Association d'Assistants Familiaux Lorrains

Magali panova, itinéraire d'une enfant placée. ep01: le schéma de la honte

04-07-2022

Magali adorait l'école et aurait aimé faire de longues études. Il n'en n'a rien été. Déscolarisée dès l'entrée au collège, quand elle a été placée à l'Aide Sociale à l'Enfance, elle intervient aujourd'hui auprès des professionnels de la protection de l'enfance pour témoigner des failles du système.

Un jour de 2015 Magali tombe par hasard sur une interview de Laurence Rossignol, alors Secrétaire d'Etat en charge des familles, au sujet de la réforme de la protection de l'enfance que la ministre souhaite mettre en place et qu'elle veut axer sur les besoins et les droits de l'enfant. Une vaste concertation va être menée avec d'anciens enfants placés afin d'améliorer leur prise en charge.

Magali est alors persuadée que seuls les enfants qui s'en sont bien sortis seront consultés. Le “haut du panier”, qui donnera une image “formidable” de la protection de l'enfance. Elle rédige donc une longue lettre à l'intention de la ministre pour relater son propre parcours à l'ASE - l'Aide Sociale à l'Enfance, l'institution qui prend en charge les enfants maltraités - fait d'aberrations et d'incompréhension.

A sa grande surprise, le cabinet de la ministre lui répond et l'invite à venir participer à la remise de la concertation au ministère afin d'apporter son témoignage.

Pour la première fois, Magali raconte son parcours difficile, les défaillances de sa famille – où l'on est placé de générations en générations depuis l'arrière-grand-père – la désocialisation, la violence, puis ce placement à l'âge de douze ans arrivé bien trop tard et qui, du fait de l'incompréhension de sa personnalité, conduira à sa déscolarisation dès l'entrée au collège. Durant toute la durée de son placement, Magali ne sera jamais allée à l'école alors qu'elle était douée, qu'elle adorait cela, et que son rêve aurait été de faire de longues études.

Moi, je rêvais de faire de longues études : j'aurais voulu être Indiana Jones, être capable de découvrir la pierre de Rosette ! J'adorais l'école, j'étais complètement exaltée à l'idée de découvrir de nouvelles choses. Et j'étais bonne, je me sentais dans mon élément. Bon, aujourd'hui j'ai bac moins 10.
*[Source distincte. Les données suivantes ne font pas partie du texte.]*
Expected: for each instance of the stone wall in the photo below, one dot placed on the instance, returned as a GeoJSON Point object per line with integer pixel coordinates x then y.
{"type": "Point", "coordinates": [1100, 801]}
Suite à cette rencontre avec les membres du cabinet de la ministre, Magali commence à intervenir au cours de séances de formation des professionnels de la protection de l'enfance. D'abord à l'ENPJJ (l'Ecole nationale de la Protection Judiciaire de la Jeunesse), puis au CREAI (le Centre Régional d'Etude, d'Action et d'Information – la branche formation de l'Agence régional de Santé) dont elle est devenue l'une des administratrices. La première issue de la protection de l'enfance.

Parallèlement, Magali est également traductrice en russe. Elle a passé sa licence en VAE (Validation des Acquis par l'Expérience), sans jamais être allée à la faculté.

Dans ce premier épisode de notre rencontre, Magali Panova revient sur son histoire familiale et raconte le schéma de la honte qui habite les anciens enfants placés, quand les familles sont défaillantes et que tout est conditionné à leur capacité de survie.

Quand je rentrais chez moi à midi ma mère n'était pas là et elle ne m'inscrivait pas à la cantine. Je restais tout le repas de midi assise sur le seuil de la porte, à ne pas manger. Tout le monde passait et voyait bien que je ne rentrais pas chez moi et que je ne mangeais pas non plus. C'était juste la honte, en fait. Et puis l'odeur de la bouffe sous les portes des voisins… j'avoue que ça me reste en travers de la gorge.